The Merced City Council's recent decision to evict illegal campers across town may leave local homeless people with nowhere to go.
The city has justified its decision by arguing that as long as there are enough beds in Merced, it's inhumane for residents to sleep in tents.
But others disagree. Some campers at the city’s largest site, Black Rascal, said the situation isn’t so simple.
Already against instability, many of the homeless in the camp say they’d prefer to maintain a semblance of home – even it it’s a tent – rather than the rule-bound and paradoxically unstable shelter life.
Homelessness, in many cases, is a temporary experience, so the number of people who might find themselves in a shelter, on the streets or living with friends is hard to quantify. The National Law Center on Homelessness and Poverty estimates that more than 3 million people – 1.35 million of them children – experience homelessness in a given year.

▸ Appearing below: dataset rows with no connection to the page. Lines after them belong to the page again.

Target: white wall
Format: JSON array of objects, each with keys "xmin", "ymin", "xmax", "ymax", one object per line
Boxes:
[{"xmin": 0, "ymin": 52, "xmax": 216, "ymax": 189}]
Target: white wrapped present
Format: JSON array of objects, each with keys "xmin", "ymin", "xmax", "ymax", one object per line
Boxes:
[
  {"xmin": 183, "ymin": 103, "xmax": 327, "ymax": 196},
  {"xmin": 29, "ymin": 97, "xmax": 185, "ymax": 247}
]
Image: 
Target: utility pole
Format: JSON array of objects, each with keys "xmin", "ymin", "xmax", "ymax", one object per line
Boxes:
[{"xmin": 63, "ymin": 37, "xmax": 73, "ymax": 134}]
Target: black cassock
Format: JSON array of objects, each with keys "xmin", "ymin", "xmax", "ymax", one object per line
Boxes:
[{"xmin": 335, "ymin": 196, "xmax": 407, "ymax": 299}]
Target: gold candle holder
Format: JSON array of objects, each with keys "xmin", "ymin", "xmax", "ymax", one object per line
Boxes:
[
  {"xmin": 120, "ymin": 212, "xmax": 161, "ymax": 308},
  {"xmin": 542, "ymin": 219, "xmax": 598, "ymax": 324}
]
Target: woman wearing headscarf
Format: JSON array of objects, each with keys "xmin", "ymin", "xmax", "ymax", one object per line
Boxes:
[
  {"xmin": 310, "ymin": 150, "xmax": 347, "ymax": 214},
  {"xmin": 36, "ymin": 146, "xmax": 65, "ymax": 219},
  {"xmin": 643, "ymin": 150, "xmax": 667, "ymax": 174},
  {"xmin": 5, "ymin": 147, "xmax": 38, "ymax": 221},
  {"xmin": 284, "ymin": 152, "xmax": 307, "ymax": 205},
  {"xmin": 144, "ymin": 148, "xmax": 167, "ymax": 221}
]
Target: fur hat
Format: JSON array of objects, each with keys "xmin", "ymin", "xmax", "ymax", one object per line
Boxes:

In 2008, Merced County’s Continuum of Care group counted 120 homeless in Merced’s streets and camps. The number was higher, at 224, last year.
This week, “Off the 99” went out to the camp site to see what the campers there thought about the council’s decision.
We also caught Neil Donovan, executive director of National Coalition for the Homeless, over the phone at his Washington, D.C., office. Donovan shared his thoughts on national homeless issues – and had a few words for Merced’s leaders.
“Tent Cities are Americans’ de facto waiting room for affordable and accessible housing,” Donovan is quoted as saying in a new study, “Tent Cities in America: A Pacific Coast Report.” “The idea of someone living in a tent in this country says little about the decisions made by those who dwell within and so much more about our nation’s inability to adequately respond to those in need.”